The Saints are pretty good at spotting blatant attacks on the family. But, recently, I realized that I had been completely unaware of a subtle yet profound attack on marriage and family.
The average American wedding costs 26,000 dollars (by comparison, the average household income is 43,000 dollars). That’s an incredible financial burden for a family to take on. I think our initial impulse might be to be less-than-sympathetic: after all, no one has to fork over almost 30K for a wedding. But it is a little more complicated than that. Let’s say that your social circle consists of people primarily from the same tax bracket as you. (I belive this is generally true for most people, roughly speaking.) You’ve spent the last few decades attending their costly weddings. Now it is time for your own daughter’s wedding. I am afraid that the implication, if you don’t spend what they spent, is that you are cheap. After all, they somehow managed to afford the 30K wedding–why can’t you?

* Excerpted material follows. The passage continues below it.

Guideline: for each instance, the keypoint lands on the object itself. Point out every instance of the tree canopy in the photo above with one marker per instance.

There is, I think, something a little churlish about eating rubbery chicken cordon bleu at everyone else’s weddings and then serving punch and mints at yours. So the cycle is perpetuated, with families taking on enormous debts in order not to offend their friends and family.
“OK, OK,” you say. “So many Americans are trapped in a system they can’t graciously back out of. I don’t think Mormons have this problem. Why should I care?” And I reply, “Here’s why:”
(1) Forgive me for getting personal, but if you asked the average Mormon male or female what the most significant change was that resulted from their wedding (and you could somehow get an honest answer out of them), I think most would say, “We got to have sex!” But I think many nonmembers might say, “We got to have debt!” You have to admit that that 26K (an increasing percentage of which, by the way, is paid for by the couple and not the bride’s parents) albatross is not a particularly pleasant honeymoon souveneir. And while I may be overstating its emotional impact, the fact remains that many marriages are handicapped by consumer debt from day one. And we all know the effect that money issues can have on a marriage . . .
(2) I have personally been guilty on at least two occassions at scoffing at nonmembers who have told me that they really wanted to get married but couldn’t afford to. I didn’t realize that they weren’t just making excuses. I wish I had been more sympathetic and even offered some help–making favors, centerpieces, etc. for their wedding.
(3) Stop complaining about the LDS weddings that you go to that involve watered-down punch and mints under a basketball hoop festooned with pastel streamers. Stop comparing them to the nonLDS weddings that you attend. I’m guilty of this, too. I just about fell on the floor when I attended the wedding of the daughter of a well-off (and I mean well-off) LDS family and there wasn’t a sit-down dinner. On another occasion, I was stunned to find myself at the wedding of the daughter of a wealthy member where the food was being prepared by the friends of the mother of the bride. I wasn’t sure it was legal not to hire a caterer. (Where I come from, plumbers’ daughters have sit-down, catered dinners for 300 people.) I am going to make a concerted effort from now on to be proud of thrifty LDS weddings. And if you are considering having an expensive wedding, even if you are in a position to pay for it outright, perhaps you should consider what effect it will have on your friends and family when you set the bar higher.
(4) As I was discussing this with my husband, we realized that the problem (if you will) with weddings is that the entire focus of the reception is a sit-down meal (which doesn’t come cheap–at least 40$/person in most areas). We were brainstorming with what that might be replaced. One thought was with a band and dancing (I’ve always wondered why there isn’t much family dancing in LDS culture–this is common where I come from and there’s really nothing like slow dancing with your grandfather.) Another thought was to ask all of the bride’s and groom’s families to bring their own wedding albums for perusing. (These should have a crotchety maiden aunt hovering over them to be sure that no nasty children spill watery punch on them.)
Seymour Skinner once commented on Edna Krabappel’s ability to be “personally offended by broad social trends.” No point in doing that, really, unless you are going to use what little influence you have to change them.